NPM billed itself as javascript primarily and never tried to sell itself to front end developers. Not terribly hard, it was definitely for node development. It was almost literally a branding issue. I think another big problem was the continued separation of concerns employed by most node developers. They tend to keep their front end/client side code in one directory bunched up together such as `/assets` or `/client` and then use the the rest of the project structure for their models directory, controllers, etc.
A real back end system requires this complex set up while there has been a long trend of front end being as light weight as possible while providing as interactive an experience as possible.
With the continued rise of SPA's though the front end is now easily as complex as the back end, and in fact shares a lot of the same logic. With build tools like GulpJS it's possible to fix this structural issue and now keep your code more logically grouped by function, group all of your users files, all of your messages files together and then concatenate and minify your client into a single file for production.
Anyways, so for a SPA you'll end up with a ton more dependencies, both css and js files. Bower billed itself for this purpose. Their branding and singular purpose made thing far easier.
I also prefer bower because it has a significantly better search and sort method in comparison to npm.
I remember thinking it was very odd that the old version of the site said that bower had no dependencies.
no, it doesn't. bower has nothing to do with module loading.
Bower is also (easily) configurable where bower_components will be, whereas I don't think NPM is as easily.
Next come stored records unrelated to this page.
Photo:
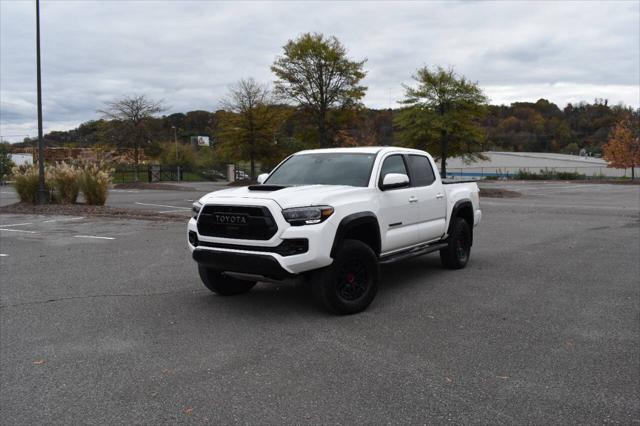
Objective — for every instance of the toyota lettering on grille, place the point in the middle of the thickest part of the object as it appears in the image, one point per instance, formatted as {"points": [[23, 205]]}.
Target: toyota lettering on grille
{"points": [[230, 219]]}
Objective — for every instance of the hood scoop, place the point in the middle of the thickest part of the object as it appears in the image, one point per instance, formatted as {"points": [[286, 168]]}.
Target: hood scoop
{"points": [[267, 188]]}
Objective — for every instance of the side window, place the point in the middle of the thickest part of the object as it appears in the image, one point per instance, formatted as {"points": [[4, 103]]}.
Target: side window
{"points": [[421, 170], [393, 164]]}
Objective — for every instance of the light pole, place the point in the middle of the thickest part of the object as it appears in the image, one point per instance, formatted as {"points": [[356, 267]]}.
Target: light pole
{"points": [[175, 138], [42, 191]]}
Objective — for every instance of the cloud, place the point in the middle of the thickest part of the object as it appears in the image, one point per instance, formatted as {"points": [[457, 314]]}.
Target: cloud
{"points": [[188, 53]]}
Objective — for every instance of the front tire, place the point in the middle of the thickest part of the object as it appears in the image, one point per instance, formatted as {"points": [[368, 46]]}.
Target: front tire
{"points": [[456, 254], [222, 284], [350, 283]]}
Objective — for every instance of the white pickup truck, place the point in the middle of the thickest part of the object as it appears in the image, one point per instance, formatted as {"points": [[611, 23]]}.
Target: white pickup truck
{"points": [[333, 215]]}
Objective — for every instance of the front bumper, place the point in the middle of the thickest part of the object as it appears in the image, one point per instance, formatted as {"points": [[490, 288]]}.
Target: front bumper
{"points": [[318, 254], [246, 263]]}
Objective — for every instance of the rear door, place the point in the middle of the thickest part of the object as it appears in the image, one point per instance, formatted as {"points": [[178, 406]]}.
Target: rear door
{"points": [[399, 219], [431, 199]]}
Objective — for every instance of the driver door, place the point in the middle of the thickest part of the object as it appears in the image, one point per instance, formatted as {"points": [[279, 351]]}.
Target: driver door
{"points": [[400, 214]]}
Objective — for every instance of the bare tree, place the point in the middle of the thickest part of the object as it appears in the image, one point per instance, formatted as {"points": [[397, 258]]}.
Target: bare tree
{"points": [[248, 129], [133, 112]]}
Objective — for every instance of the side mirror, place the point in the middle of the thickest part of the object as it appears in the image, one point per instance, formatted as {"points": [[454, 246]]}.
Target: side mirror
{"points": [[262, 178], [394, 180]]}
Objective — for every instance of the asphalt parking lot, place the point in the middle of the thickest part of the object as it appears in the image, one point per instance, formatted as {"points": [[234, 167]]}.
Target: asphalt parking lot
{"points": [[106, 321]]}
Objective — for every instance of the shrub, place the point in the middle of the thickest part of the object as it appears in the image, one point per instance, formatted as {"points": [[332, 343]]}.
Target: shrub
{"points": [[94, 183], [65, 179], [26, 183]]}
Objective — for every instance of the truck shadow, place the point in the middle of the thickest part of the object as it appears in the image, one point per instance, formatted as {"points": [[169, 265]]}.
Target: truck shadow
{"points": [[295, 296]]}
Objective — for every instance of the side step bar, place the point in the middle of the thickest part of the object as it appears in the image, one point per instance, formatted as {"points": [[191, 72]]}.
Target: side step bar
{"points": [[416, 251]]}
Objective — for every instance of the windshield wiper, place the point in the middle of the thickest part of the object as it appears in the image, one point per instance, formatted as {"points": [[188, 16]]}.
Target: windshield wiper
{"points": [[267, 187]]}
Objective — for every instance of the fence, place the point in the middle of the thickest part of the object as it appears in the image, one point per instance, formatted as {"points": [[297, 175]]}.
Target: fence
{"points": [[588, 172], [164, 173]]}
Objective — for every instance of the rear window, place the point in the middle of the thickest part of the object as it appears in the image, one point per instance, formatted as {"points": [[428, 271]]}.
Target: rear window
{"points": [[421, 171]]}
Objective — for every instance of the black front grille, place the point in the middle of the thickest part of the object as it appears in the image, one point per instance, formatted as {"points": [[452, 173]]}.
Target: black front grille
{"points": [[240, 222]]}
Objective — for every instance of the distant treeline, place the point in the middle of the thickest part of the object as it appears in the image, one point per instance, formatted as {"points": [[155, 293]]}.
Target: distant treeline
{"points": [[523, 126]]}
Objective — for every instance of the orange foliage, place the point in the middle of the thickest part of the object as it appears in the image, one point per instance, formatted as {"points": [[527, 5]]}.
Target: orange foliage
{"points": [[623, 148]]}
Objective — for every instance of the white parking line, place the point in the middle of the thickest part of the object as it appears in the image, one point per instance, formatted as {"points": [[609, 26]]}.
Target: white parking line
{"points": [[93, 236], [163, 205], [175, 211], [18, 230], [63, 220]]}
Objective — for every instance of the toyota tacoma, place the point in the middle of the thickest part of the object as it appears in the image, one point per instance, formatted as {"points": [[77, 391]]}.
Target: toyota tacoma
{"points": [[333, 216]]}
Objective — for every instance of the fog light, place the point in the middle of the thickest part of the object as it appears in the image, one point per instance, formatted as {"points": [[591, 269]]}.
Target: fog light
{"points": [[193, 238]]}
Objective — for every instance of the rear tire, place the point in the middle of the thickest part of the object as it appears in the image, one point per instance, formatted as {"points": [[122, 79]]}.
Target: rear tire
{"points": [[458, 251], [350, 283], [222, 284]]}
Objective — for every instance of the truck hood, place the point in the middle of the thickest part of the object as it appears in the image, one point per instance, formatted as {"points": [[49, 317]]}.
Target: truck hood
{"points": [[294, 196]]}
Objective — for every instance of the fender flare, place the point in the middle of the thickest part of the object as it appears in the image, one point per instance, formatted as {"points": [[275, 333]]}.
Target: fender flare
{"points": [[351, 221], [459, 205]]}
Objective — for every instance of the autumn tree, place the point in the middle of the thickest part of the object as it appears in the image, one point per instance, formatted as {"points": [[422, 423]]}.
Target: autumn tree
{"points": [[442, 115], [248, 128], [623, 148], [315, 73], [132, 114]]}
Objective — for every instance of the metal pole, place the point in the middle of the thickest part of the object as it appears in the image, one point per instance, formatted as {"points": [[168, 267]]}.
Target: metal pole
{"points": [[175, 138], [42, 191]]}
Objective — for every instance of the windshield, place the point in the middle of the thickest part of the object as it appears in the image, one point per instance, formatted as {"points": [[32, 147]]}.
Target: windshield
{"points": [[324, 169]]}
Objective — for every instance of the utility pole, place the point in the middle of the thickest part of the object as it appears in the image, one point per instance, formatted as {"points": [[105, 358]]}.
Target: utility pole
{"points": [[175, 138], [42, 191]]}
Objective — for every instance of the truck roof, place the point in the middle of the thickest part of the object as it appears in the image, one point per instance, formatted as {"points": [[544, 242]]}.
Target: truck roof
{"points": [[359, 149]]}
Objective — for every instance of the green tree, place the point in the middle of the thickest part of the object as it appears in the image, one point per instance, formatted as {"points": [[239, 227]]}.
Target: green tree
{"points": [[443, 115], [316, 73], [248, 130], [133, 114]]}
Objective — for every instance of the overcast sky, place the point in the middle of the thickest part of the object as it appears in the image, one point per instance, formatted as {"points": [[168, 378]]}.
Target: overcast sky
{"points": [[188, 53]]}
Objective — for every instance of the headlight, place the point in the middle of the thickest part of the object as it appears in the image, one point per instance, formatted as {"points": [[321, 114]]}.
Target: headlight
{"points": [[195, 209], [307, 215]]}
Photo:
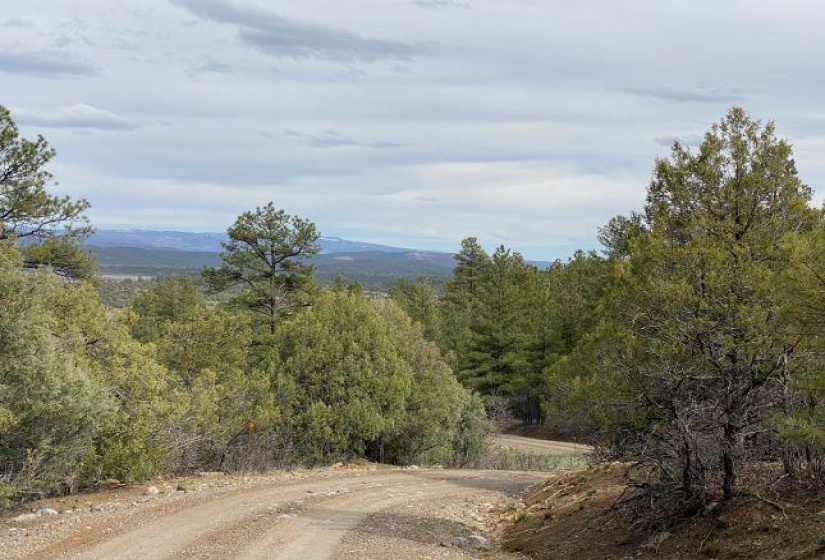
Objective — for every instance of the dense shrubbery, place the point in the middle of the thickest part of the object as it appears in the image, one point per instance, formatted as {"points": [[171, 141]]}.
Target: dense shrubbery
{"points": [[172, 385], [282, 373], [693, 344]]}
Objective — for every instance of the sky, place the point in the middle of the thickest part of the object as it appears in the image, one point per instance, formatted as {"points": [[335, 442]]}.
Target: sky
{"points": [[413, 123]]}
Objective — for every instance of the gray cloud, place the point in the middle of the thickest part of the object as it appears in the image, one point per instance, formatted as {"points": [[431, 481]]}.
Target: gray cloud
{"points": [[688, 94], [282, 37], [44, 64], [686, 139], [329, 139], [440, 4], [79, 116], [18, 23]]}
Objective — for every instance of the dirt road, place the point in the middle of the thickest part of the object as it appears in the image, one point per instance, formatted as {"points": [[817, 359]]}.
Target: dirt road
{"points": [[399, 514]]}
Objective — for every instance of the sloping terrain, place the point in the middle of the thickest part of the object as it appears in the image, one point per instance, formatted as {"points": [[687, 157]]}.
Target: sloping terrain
{"points": [[571, 517], [383, 513]]}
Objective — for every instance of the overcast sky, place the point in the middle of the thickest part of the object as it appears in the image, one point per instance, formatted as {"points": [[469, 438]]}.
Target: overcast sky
{"points": [[406, 122]]}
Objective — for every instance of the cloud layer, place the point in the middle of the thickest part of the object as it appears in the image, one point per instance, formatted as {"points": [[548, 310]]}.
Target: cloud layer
{"points": [[413, 122]]}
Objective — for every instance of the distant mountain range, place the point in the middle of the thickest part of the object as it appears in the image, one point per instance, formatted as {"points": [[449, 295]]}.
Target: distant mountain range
{"points": [[211, 242], [157, 253]]}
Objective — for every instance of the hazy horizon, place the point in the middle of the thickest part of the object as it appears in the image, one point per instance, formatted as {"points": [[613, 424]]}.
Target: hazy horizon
{"points": [[411, 123]]}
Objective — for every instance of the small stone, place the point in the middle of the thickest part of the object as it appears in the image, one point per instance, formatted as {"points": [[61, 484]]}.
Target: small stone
{"points": [[478, 540]]}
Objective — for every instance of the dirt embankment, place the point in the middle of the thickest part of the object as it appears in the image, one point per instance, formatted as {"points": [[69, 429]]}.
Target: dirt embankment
{"points": [[570, 517], [349, 514]]}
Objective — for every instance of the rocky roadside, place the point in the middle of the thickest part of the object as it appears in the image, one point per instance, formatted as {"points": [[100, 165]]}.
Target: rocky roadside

In practice, I do find it much easier to pin dependencies and install from my toolchain's package manager (pip/PyPI).
Have you used Bower? I haven't but I watched a video of some guy speaking of Bower who pretty much said the same thing you did but changed his mind after trying it out.
I haven't tried Bower yet but kept that anecdote in mind and plan to try it to see what all the fuss is about.
From my understanding, a single command will take away all those intermediary steps between deciding to use a library and actually using it. No need to navigate to the project's page, looking for download link, downloading it, extracting and copying to the project directory.
Sounds good in theory to me; just haven't the chance to try it yet myself. Mostly because npm happens to have everything I would have used Bower for.
Try managing a complex single page app with deep dependency graphs and each node in that graph versioning up independently. Not sure how your approach would scale there.